Montesinos buscó en la obscuridad aquella pequeña y hermosa mano, que tan bien conocía, y la apretó contra sus labios perdidamente, la devoró a besos. Joaquina la abandonó en su poder, esperando que al cabo se marcharía. Soltóla, en efecto, pero fué para echarle los brazos al cuello y apretarla contra su pecho, loco, perdido de amor, aplastando sus labios con besos brutales, frenéticos. La dama forcejeó rabiosamente para desasirse, y lo logró, haciendo tambalearse a su marido de un empellón.

–¡Te he dicho que no quiero, que no quiero!—le gritó con voz colérica.—Si vuelves a tocarme, me marcho desnuda como estoy por esas calles… ¡Vete! ¡Vete!

D. Alvaro quedó clavado al suelo por el estupor. No eran sus palabras las que le dejaban frío, horrorizado; era aquella voz aguda como la hoja de un puñal, que le llegaba hasta lo más hondo del pecho.

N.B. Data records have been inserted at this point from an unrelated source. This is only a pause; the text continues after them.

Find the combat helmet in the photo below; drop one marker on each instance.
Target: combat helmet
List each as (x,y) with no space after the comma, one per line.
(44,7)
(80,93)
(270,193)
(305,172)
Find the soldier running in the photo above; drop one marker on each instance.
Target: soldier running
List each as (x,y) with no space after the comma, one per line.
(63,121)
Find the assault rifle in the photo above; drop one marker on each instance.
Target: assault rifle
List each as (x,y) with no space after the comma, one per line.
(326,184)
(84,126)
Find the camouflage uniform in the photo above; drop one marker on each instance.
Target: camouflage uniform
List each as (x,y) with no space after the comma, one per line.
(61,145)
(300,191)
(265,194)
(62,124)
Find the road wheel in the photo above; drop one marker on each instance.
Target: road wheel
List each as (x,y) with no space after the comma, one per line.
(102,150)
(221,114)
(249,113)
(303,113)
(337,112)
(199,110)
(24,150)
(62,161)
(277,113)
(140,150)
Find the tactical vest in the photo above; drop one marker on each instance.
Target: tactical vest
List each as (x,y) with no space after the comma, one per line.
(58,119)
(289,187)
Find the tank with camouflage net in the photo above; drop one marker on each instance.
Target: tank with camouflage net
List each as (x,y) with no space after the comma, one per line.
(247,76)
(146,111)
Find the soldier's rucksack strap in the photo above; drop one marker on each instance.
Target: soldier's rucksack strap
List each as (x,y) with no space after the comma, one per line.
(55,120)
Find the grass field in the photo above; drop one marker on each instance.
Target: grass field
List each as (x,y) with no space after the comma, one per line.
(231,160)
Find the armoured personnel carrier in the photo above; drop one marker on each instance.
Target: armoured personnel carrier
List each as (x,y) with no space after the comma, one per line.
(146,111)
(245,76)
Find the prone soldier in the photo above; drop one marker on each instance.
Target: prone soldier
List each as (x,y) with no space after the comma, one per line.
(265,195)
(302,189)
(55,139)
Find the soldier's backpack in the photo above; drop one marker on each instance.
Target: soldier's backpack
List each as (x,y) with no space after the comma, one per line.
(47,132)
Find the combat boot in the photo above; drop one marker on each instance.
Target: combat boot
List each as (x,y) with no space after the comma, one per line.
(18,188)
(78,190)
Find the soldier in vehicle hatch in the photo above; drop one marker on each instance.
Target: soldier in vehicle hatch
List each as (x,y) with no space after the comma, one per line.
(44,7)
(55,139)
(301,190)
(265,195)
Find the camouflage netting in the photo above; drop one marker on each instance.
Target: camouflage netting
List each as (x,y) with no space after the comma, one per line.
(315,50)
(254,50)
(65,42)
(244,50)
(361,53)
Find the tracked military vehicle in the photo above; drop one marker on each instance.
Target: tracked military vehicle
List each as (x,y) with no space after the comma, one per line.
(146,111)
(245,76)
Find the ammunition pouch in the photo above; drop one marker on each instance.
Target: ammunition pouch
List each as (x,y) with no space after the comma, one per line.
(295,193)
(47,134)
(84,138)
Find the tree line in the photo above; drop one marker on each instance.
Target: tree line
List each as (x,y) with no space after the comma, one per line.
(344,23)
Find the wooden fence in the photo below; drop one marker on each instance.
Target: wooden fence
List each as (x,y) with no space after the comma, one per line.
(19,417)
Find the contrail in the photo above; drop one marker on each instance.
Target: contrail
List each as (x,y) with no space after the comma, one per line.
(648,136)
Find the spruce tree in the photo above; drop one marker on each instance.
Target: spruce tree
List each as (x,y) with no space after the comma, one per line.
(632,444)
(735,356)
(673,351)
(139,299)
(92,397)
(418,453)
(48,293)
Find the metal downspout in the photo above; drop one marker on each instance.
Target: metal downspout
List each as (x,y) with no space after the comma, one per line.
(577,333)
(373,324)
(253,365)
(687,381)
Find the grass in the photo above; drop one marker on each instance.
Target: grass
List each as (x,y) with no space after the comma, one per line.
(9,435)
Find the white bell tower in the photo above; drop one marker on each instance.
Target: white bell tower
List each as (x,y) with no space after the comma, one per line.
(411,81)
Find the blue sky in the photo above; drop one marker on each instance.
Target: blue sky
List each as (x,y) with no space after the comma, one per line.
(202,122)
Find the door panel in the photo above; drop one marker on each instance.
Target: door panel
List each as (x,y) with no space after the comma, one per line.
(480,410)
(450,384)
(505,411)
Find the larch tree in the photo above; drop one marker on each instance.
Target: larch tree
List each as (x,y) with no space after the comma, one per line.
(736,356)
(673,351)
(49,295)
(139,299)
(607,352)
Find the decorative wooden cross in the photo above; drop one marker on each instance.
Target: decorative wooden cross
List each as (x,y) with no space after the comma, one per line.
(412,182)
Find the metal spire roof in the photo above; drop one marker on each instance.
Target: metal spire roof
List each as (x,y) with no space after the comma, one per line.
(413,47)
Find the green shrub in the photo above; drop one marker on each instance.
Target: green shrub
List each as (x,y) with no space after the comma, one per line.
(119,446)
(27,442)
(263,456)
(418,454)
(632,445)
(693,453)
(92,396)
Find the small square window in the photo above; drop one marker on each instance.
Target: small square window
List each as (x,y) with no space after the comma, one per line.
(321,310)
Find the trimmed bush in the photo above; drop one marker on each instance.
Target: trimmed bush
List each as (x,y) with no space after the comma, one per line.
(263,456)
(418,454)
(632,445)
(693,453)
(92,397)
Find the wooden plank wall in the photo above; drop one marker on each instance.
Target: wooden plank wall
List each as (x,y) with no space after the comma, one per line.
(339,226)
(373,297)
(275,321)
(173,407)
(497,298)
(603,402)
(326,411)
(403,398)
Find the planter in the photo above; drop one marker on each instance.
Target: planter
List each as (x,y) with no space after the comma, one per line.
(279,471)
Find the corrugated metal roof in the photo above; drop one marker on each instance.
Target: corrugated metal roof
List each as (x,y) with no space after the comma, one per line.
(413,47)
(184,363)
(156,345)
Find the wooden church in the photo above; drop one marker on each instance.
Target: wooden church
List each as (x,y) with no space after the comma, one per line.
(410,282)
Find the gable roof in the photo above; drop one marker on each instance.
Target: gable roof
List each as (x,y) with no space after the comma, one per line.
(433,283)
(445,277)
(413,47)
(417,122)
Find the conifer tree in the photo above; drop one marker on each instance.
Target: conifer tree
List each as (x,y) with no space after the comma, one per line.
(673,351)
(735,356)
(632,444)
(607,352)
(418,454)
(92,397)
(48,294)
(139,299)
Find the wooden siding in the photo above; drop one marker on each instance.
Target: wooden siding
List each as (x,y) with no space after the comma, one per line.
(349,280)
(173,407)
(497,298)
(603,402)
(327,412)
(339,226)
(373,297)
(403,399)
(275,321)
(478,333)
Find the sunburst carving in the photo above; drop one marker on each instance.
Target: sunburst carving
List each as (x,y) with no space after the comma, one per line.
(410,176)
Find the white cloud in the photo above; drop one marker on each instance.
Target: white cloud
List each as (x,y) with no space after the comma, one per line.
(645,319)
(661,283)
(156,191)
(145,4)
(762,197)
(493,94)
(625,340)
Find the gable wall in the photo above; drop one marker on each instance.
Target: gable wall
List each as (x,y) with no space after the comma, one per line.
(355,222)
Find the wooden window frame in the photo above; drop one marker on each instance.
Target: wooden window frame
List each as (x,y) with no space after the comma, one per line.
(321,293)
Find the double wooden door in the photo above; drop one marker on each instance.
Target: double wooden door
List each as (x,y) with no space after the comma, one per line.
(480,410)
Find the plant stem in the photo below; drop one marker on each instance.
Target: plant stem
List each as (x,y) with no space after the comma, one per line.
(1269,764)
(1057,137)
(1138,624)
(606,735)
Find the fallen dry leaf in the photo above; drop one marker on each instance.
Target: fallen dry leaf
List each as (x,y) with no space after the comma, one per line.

–¡Vete! ¡Vete!—repitió ella alzando aún más el grito.

En aquel momento ni un pensamiento cruzaba por el cerebro del mayorazgo: todas sus facultades quedaron aniquiladas, rotas por la sorpresa y el horror del golpe. No sentía más que una viva impresión de anhelo, como si se hubiese caído de algún sitio muy elevado y estuviese aún por el aire. El mundo desapareció en medio de aquella oscuridad: nada existía en las tinieblas que le envolvían, ni siquiera su pensamiento. Sólo quedaba una voz estridente, fatal, y un gran dolor, un dolor eterno.

–¡Vete! ¡Vete!

Tropezando con los muebles, brincando como si escapase de una catástrofe, salió de aquella estancia. Se encontró en la escalera agarrado fuertemente al pasamanos para no caer. Allí se detuvo y quiso coordinar sus ideas. ¿Por qué corría? ¿Qué había pasado? No se daba razón de aquella huída repentina. Trató de volverse y penetrar de nuevo en la estancia de su esposa y entrar en explicaciones; pero las piernas se negaron a obedecerle. Un horror instintivo, como si hubiese delante un pozo negro y hondo, le detuvo. Avanzó, cogiéndose con ambas manos a la barandilla, y llegó hasta su cuarto. El huracán, penetrando por la ventana abierta, se había enseñoreado de él; los papeles volaban, los muebles a que se iba agarrando estaban mojados. Sus manos tropezaron en el sillón del escritorio, y se sentó sin intentar siquiera buscar las cerillas ni cerrar la ventana. Así permaneció inmóvil, con los ojos desmesuradamente abiertos en la obscuridad, sin sentir el frío que le penetraba hasta los huesos ni el agua de los chubascos que le bañaba a intervalos la cabeza, no pudiendo determinar si el rumor que le ensordecía y le mareaba era realmente el de las olas o sonaba tan sólo en su cerebro.

Así le sorprendió la claridad del día, un día triste y sucio, como casi todos los del invierno en Peñascosa. Alzóse al fin, como un sonámbulo, entró en la alcoba y se dejó caer pesadamente en la cama. Ramiro no pudo despertarle a las nueve para tomar el desayuno. Era un sueño invencible, de aniquilamiento, semejante a la muerte. Dormía en una inmovilidad absoluta, con los ojos entreabiertos y el rostro densamente pálido. Cuando a las tres de la tarde salió de aquel profundo letargo, supo, sin asombro alguno, que su esposa se había marchado en la diligencia de Lancia.